Billy, following the direction of his eyes, suppressed a smile. On the top of Cyril's manuscript music on the table lay a hot-water bottle. Draped over the back of his favorite chair was a pink-bordered baby blanket. On the piano-stool rested a beribboned and beruffled baby's toilet basket.
From behind the sofa pillow leered ridiculously the Teddy bear, just as it had left Cyril's desperate hand.
No wonder, indeed, that Billy smiled. Billy was thinking of what Marie had said not a week before:
``I shall keep the baby, of course, in the nursery.
I've been in homes where they've had baby things strewn from one end of the house to the other; but it won't be that way here. In the first place, I don't believe in it; but, even if I did, I'd have to be careful on account of Cyril. Imagine Cyril's trying to write his music with a baby in the room! No! I shall keep the baby in the nursery, if possible; but wherever it is, it won't be anywhere near Cyril's den, anyway.''
Billy suppressed many a smile during the days that immediately followed the coming of the twins. Some of the smiles, however, refused to be suppressed. They became, indeed, shamelessly audible chuckles.
Billy was to sail the tenth, and, naturally, during those early July days, her time was pretty much occupied with her preparations for departure;but nothing could keep her from frequent, though short, visits to the home of her brother-in-law.
The twins were proving themselves to be fine, healthy boys. Two trained maids, and two trained nurses ruled the household with a rod of iron. As to Cyril--Billy declared that Cyril was learning something every day of his life now.
``Oh, yes, he's learning things,'' she said to Aunt Hannah, one morning; ``lots of things.

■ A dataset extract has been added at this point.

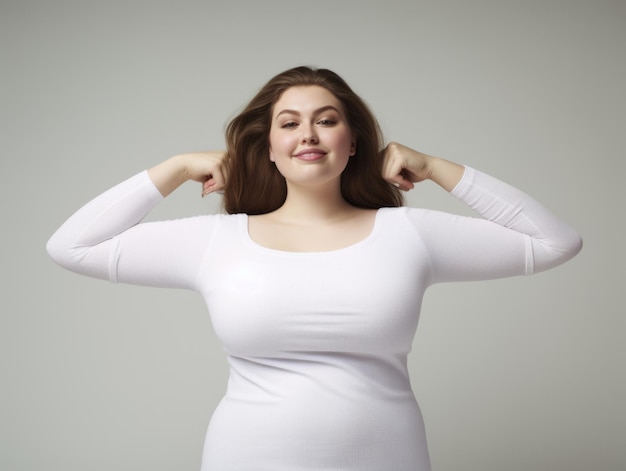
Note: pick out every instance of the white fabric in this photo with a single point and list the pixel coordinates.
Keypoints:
(317, 342)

For instance: he has his breakfast now, not when he wants it, but when the maid wants to give it to him--which is precisely at eight o'clock every morning. So he's learning punctuality. And for the first time in his life he has discovered the astounding fact that there are several things more important in the world than is the special piece of music he happens to be composing--chiefly the twins' bath, the twins' nap, the twins'
airing, and the twins' colic.''
Aunt Hannah laughed, though she frowned, too.
``But, surely, Billy, with two nurses and the maids, Cyril doesn't have to--to--'' She came to a helpless pause.
``Oh, no,'' laughed Billy; ``Cyril doesn't have to really attend to any of those things--though I have seen each of the nurses, at different times, unhesitatingly thrust a twin into his arms and bid him hold the child till she comes back. But it's this way. You see, Marie must be kept quiet, and the nursery is very near her room. It worries her terribly when either of the children cries.
Besides, the little rascals have apparently fixed up some sort of labor-union compact with each other, so that if one cries for something or nothing, the other promptly joins in and helps. So the nurses have got into the habit of picking up the first disturber of the peace, and hurrying him to quarters remote; and Cyril's den being the most remote of all, they usually fetch up there.''
``You mean--they take those babies into Cyril's den--_now_?'' Even Aunt Hannah was plainly aghast.